Com o legislativo fechado não era necessário dobrar senadores, nomear amigos, fazer visitas em suas casas e barcos, participar de jantares, fazer salamaleques de toda espécie para ser aprovado. Bastava a palavra do ditador. E assim se modificou o supremo. Hermegildo de Barros declarou a morte do poder judiciário no Brasil. A morte constitucional. A morte moral ocorreria somente no século 21. Com o Estado Novo e sem a PEC da bengala, a saída do ministro ficou em 68 anos e não nos atuais 75. Também se dispensou a estafante aprovação por parte do senado, todos os dez eram varguistas. Portanto as decisões eram comandadas pelo governo e o STF não titubeou em negar habeas corpus para Olga Benário, mulher de Luis Carlos Prestes, para que fosse extraditada para a Alemanha e morresse em um campo de concentração. Era judia.

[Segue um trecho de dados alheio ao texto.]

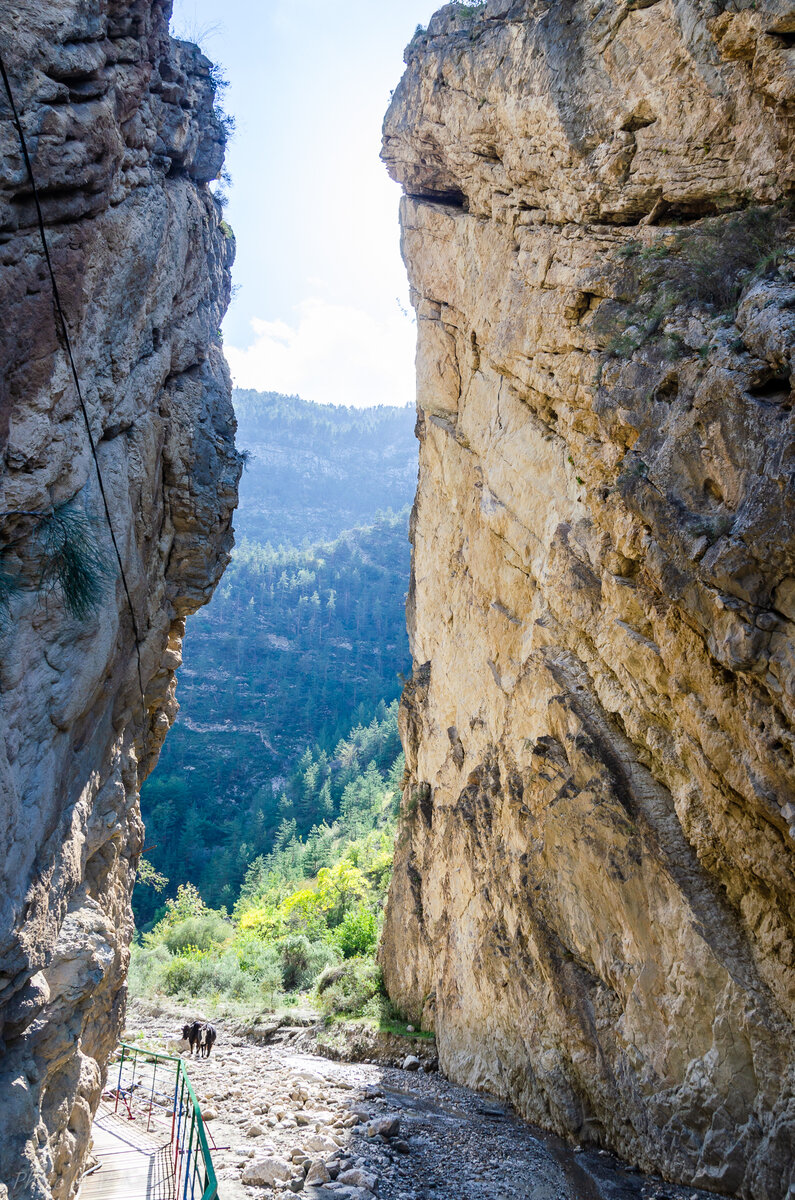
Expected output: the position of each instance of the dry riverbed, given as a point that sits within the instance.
(291, 1121)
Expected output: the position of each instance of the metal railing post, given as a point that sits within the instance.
(115, 1108)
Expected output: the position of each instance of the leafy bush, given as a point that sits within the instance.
(204, 933)
(302, 961)
(358, 934)
(347, 989)
(710, 264)
(147, 965)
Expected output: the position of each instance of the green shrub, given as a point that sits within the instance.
(709, 264)
(204, 933)
(303, 961)
(357, 934)
(145, 969)
(347, 989)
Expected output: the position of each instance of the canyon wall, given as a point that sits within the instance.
(124, 138)
(592, 901)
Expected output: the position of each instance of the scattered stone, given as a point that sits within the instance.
(267, 1170)
(358, 1179)
(383, 1127)
(318, 1173)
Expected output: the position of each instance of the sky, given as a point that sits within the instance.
(321, 301)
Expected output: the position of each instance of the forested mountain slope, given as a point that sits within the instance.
(304, 641)
(317, 469)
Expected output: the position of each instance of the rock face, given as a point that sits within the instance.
(124, 138)
(592, 903)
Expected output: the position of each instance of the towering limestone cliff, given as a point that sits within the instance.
(124, 138)
(593, 898)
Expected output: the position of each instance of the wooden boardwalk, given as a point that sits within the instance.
(135, 1165)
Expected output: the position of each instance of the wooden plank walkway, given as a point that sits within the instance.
(135, 1165)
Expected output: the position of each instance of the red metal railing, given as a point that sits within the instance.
(174, 1109)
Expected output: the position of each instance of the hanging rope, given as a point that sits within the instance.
(63, 331)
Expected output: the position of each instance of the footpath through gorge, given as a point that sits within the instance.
(292, 1121)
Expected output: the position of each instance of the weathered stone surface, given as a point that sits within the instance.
(592, 901)
(123, 136)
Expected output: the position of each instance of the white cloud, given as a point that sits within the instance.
(335, 354)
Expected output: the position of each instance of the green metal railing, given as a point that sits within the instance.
(192, 1165)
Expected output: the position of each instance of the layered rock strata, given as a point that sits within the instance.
(592, 901)
(124, 138)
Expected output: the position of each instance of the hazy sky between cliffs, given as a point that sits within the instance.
(321, 306)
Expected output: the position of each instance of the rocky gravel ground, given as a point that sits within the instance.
(287, 1121)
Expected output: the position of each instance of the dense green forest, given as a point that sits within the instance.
(309, 912)
(297, 661)
(317, 469)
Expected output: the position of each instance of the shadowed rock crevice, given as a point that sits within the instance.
(123, 133)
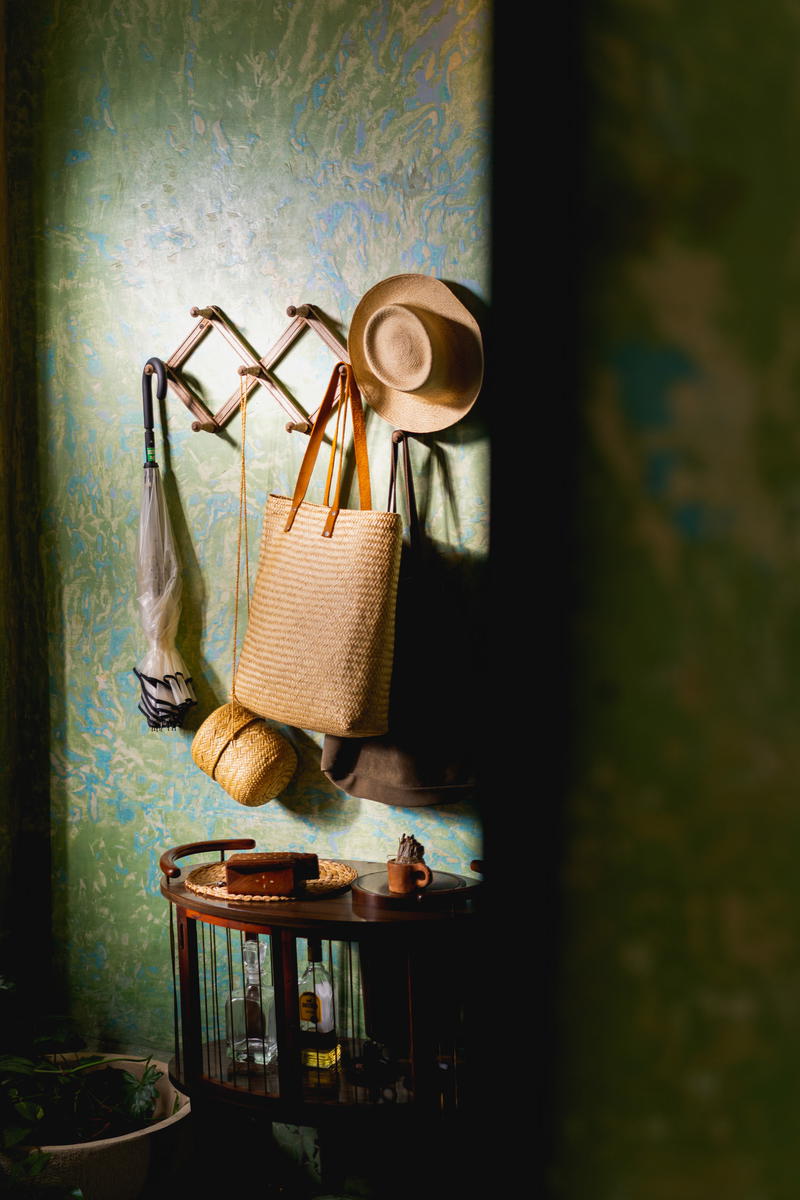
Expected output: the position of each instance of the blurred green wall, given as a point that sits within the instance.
(251, 156)
(679, 964)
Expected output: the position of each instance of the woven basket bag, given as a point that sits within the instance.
(320, 633)
(236, 748)
(244, 755)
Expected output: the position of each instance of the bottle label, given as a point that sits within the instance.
(310, 1007)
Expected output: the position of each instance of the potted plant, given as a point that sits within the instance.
(83, 1125)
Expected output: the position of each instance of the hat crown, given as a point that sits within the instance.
(416, 353)
(398, 348)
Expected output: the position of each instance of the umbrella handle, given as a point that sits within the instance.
(160, 371)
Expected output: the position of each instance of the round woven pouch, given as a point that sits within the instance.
(241, 753)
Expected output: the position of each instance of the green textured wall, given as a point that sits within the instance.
(679, 985)
(250, 156)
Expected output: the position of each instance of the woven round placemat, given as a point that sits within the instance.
(210, 879)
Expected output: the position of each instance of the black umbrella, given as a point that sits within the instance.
(167, 691)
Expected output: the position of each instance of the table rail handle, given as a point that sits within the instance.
(168, 859)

O advento da TV Justiça e das mídias sociais tiraram o STF dos livros de história e o colocou nos olhos e nas mãos dos cidadãos comuns. Os que pagam os salários de ministros, milhares de servidores, viagens, moradia, segurança daqueles que tem como missão a segurança constitucional. Os integrantes passaram a ser familiares como nunca. De um lado graças à cobertura das mídias e de outro ao ego incontrolável de alguns que sempre se apresentam quando aparece uma câmera de vídeo.

No imaginário popular deixaram de ser juízes inatingíveis e se mostram humanos e muito parecidos com os senadores que os avaliam e aprovam. A população sabe o nome de um e outro. Muita gente assiste às sessões na televisão e nos sites. Discute as decisões lá tomadas, se solidarizaram com a morte de um ministro em um avião de um rico empresário. Torcem o nariz quando suspeitam que sentam em cima de processos para que nunca sejam julgados. E se indignam ao saber que os pais fundadores da nação quando são pilhados em patifaria tem foro privilegiado, são julgados no supremo. Quando? Responde a atenta dona Juventina, crítica desta coluna, “no dia de São Nunca”.

SOBRE O AUTOR

Heródoto Barbeiro

Apresentador e editor-chefe do ‘Jornal da Record News’. Já foi professor de história, carreira que seguiu por quase 20 anos. Na imprensa, passou por CBN, Rádio Globo, Jovem Pan, TV Cultura, TV Gazeta e Diário de S. Paulo. Edita o Blog do Barbeiro – Barba, Bigode e Cabelo, hospedado pelo R7.